A man with a history of drug and weapons offenses hurled grenades and sprayed bullets into a square crowded with Christmas shoppers Tuesday in eastern Belgium, killing at least three people and injuring scores, authorities said.
The attacker also died at the scene in the city of Liege, although the circumstances of his death remained murky. Local news reports cited witnesses who said he shot himself, though whether deliberately or accidentally was unclear.
Authorities said they did not know what motivated the attacker, identified as Nordine Amrani, 33, whose rampage sent bystanders fleeing in panic.
"He has no history of terrorist acts," prosecutor Danielle Reynders told reporters.
He had, however, been summoned for questioning by police Tuesday, Reynders said, without elaborating on the reason.
Among the dead were two boys, 17 and 15, she said. The teenagers had just finished taking their school exams, said Liege Mayor Willy Demeyer, according to local news reports.
A 75-year-old woman was also killed, Reynders said, and at least 75 people were injured, some seriously. Belgian news reports later said that the number of those wounded exceeded 120.
There were also reports Tuesday evening that two more victims had died in a hospital, a young man and a girl about 2 years old.
The attack began shortly after noon in the busy square in central Liege known as Place St. Lambert, site of the city's soaring cathedral, its courthouse and a bustling Christmas market.
Reynders said Amrani threw three grenades, which exploded at a bus shelter. Armed with a rifle and a handgun, he then started firing into the square.
"I heard a loud boom," witness Dimitri Degryse told the Associated Press. "I thought it was something on my car that was broken or something. Then a few seconds after, a second boom, and I saw all the glass breaking. I saw people running, screaming."
Shoppers stampeded out of the plaza seeking safety, Reynders said. Video showed cobblestones stained with blood.
In the pandemonium, early news reports from the scene suggested a coordinated assault by more than one gunman, perhaps by a gang trying to spring a defendant from the courthouse. Authorities hastily warned residents to stay in their homes and offices.
Later, authorities said Amrani acted alone. He had been convicted of possessing drugs and firearms.

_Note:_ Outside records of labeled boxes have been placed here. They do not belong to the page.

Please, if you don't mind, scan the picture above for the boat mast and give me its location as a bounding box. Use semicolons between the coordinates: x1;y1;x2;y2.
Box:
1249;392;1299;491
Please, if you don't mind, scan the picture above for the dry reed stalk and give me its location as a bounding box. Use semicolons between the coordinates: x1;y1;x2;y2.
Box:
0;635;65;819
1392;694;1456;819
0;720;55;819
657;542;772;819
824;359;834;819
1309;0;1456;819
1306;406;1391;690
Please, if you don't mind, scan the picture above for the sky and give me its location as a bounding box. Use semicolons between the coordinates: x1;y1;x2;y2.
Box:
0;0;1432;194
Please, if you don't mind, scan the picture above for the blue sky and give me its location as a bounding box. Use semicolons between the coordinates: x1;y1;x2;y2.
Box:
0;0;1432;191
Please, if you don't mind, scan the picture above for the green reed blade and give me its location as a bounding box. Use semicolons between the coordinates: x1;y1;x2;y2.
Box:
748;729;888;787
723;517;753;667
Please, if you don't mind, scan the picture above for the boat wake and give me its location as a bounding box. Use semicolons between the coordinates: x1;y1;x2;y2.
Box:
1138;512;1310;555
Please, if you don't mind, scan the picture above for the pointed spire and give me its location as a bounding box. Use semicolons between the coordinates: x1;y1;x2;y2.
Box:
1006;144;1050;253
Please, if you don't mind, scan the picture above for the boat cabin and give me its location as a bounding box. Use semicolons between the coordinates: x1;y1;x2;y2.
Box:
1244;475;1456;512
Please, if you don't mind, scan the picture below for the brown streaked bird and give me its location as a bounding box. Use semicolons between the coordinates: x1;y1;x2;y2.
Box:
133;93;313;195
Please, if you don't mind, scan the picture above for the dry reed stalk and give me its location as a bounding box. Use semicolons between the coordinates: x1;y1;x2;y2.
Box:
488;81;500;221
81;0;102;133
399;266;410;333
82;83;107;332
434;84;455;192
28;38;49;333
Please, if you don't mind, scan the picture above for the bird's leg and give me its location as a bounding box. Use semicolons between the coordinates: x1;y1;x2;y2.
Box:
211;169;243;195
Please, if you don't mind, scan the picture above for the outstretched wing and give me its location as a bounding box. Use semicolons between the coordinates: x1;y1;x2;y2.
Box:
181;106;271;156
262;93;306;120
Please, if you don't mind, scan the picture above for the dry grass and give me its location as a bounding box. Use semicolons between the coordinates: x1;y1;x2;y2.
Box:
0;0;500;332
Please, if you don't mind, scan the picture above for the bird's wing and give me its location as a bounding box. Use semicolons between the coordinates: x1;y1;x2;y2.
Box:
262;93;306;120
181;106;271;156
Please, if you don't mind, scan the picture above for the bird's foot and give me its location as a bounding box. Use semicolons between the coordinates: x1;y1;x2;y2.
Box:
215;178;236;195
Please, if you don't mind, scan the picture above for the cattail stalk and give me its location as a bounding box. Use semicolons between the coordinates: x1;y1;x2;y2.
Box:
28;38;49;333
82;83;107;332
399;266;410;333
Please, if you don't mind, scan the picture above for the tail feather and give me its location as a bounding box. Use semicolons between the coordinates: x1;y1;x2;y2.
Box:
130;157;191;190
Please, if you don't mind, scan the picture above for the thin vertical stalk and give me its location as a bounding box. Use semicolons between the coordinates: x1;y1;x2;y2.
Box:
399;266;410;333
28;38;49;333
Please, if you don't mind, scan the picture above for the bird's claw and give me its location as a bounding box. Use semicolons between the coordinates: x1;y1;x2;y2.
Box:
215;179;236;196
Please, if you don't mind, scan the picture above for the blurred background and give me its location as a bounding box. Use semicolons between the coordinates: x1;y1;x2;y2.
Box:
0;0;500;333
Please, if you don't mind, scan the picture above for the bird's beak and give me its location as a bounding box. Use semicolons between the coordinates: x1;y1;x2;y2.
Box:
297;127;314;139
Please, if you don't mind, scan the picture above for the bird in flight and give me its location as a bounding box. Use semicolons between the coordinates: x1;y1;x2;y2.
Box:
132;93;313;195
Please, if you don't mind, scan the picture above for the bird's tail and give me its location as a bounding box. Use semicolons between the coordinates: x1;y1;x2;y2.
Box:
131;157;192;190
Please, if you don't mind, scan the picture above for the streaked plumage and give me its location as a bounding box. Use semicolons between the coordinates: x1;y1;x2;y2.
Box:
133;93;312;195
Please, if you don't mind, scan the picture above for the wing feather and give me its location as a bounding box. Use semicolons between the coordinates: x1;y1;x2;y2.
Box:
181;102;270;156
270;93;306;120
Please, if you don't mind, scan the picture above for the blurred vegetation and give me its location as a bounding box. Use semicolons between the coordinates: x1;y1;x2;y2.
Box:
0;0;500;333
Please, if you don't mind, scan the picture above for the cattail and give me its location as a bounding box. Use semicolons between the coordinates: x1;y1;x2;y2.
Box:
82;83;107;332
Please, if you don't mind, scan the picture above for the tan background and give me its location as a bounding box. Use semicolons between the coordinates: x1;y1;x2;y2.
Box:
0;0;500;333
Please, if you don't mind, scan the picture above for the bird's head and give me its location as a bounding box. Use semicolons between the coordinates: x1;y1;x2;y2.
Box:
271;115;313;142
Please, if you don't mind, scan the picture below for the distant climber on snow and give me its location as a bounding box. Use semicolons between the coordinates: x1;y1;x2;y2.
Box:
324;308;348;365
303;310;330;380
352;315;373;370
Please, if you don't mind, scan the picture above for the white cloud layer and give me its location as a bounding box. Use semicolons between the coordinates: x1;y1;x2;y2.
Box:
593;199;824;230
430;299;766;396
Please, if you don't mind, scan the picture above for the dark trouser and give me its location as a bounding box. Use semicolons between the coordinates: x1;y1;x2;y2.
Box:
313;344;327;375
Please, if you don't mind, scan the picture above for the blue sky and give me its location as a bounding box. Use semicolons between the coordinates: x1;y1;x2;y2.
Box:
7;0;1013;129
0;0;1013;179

On its website, the newspaper De Morgen called Amrani a "gun freak" who was sentenced to nearly five years in prison in 2008 after police found a cache of weapons and nearly 3,000 marijuana plants at his home. He was released about a year ago, Reuters reported.
Place St. Lambert and surrounding streets were shut down for hours but slowly returned to normal. Belgium's newly installed prime minister, Elio Di Rupo, and King Albert II and Queen Paola visited the riverside city to pay their respects.
"There are no words to describe this tragedy," Di Rupo said.